I believe in our vernacular 'it' is referred to as an "AH-HA" moment, or, in more classical terminology, an "EPIPHANY."  Either way when it happens it always brings a profound sense of peace even if the miraculous understanding comes bound in anguish.  The only significant challenges that result from these epiphanic episodes is to take whatever knowledge or understanding was gained and run with it.

I've had quite a few of these startling epiphanies recently, but not by accident.  I am not one of the blessed among us who walk with such a high and sparkling level of Grace that they see more with the eyes of their soul then with the ones lodged on either side of their nose, but I do have my moments and I don't mind at all that I have to work so hard for them.

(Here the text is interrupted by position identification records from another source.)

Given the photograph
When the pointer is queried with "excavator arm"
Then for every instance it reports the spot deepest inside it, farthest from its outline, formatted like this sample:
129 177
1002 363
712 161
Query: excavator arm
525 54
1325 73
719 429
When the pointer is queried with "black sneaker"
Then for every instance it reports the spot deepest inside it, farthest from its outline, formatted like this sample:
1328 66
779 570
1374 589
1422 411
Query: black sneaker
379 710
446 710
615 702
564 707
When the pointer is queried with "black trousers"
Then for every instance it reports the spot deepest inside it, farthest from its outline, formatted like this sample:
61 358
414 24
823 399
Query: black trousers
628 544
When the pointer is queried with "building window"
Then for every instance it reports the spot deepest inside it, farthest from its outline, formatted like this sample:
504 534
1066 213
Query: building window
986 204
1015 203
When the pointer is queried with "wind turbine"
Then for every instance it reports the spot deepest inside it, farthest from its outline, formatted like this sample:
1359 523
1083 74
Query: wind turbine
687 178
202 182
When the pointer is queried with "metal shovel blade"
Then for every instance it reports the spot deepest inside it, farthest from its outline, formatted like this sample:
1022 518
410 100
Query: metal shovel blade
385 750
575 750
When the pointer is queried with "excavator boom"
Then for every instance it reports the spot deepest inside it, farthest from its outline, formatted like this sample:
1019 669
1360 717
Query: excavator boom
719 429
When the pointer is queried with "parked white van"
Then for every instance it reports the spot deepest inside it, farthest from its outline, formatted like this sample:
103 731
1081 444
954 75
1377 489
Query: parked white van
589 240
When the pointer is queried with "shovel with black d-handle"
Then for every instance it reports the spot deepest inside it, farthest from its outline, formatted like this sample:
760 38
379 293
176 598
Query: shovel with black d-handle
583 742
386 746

 As my grandmother would say, "Struggle builds character."  Although she also convinced me not to alter my crooked tooth in spite of the way it photographs as a black void when I smile giving me that "Ma Kettle"-look because, she said, it gave me 'character'.  I suppose she was right if you like that back-woods-no-account-down-and-out appeal.  I think she must have meant that it would keep me humble and thereby create character.  I should have listened more closely.

But the process of finding and building character is universal.  It begins with our fallibility and that leads to mistakes, which bring on pain, that opens up wounds, which demand reckoning, that is either of human design or divine inspiration, which defines who we are, and it either builds character or propagates more mistakes.   The choice is always ours.

Right now my choice is to continue this in another blog, attention spans being what they are and all.  Hopefully, you get the idea being that I've been involved in a boxing match between growing up,  grasping wisdom and getting over it and the local earth favorite, getting angry and getting even.  I wish I could state unequivocally that the odds are in my favor, but in spite of my advanced years I still struggle with that impetuous, immature little bully whose taken too many blows to the head but still refuses to go to her corner of the ring, and every once in a while she lashes out with a left jab to sensibility and inner peace.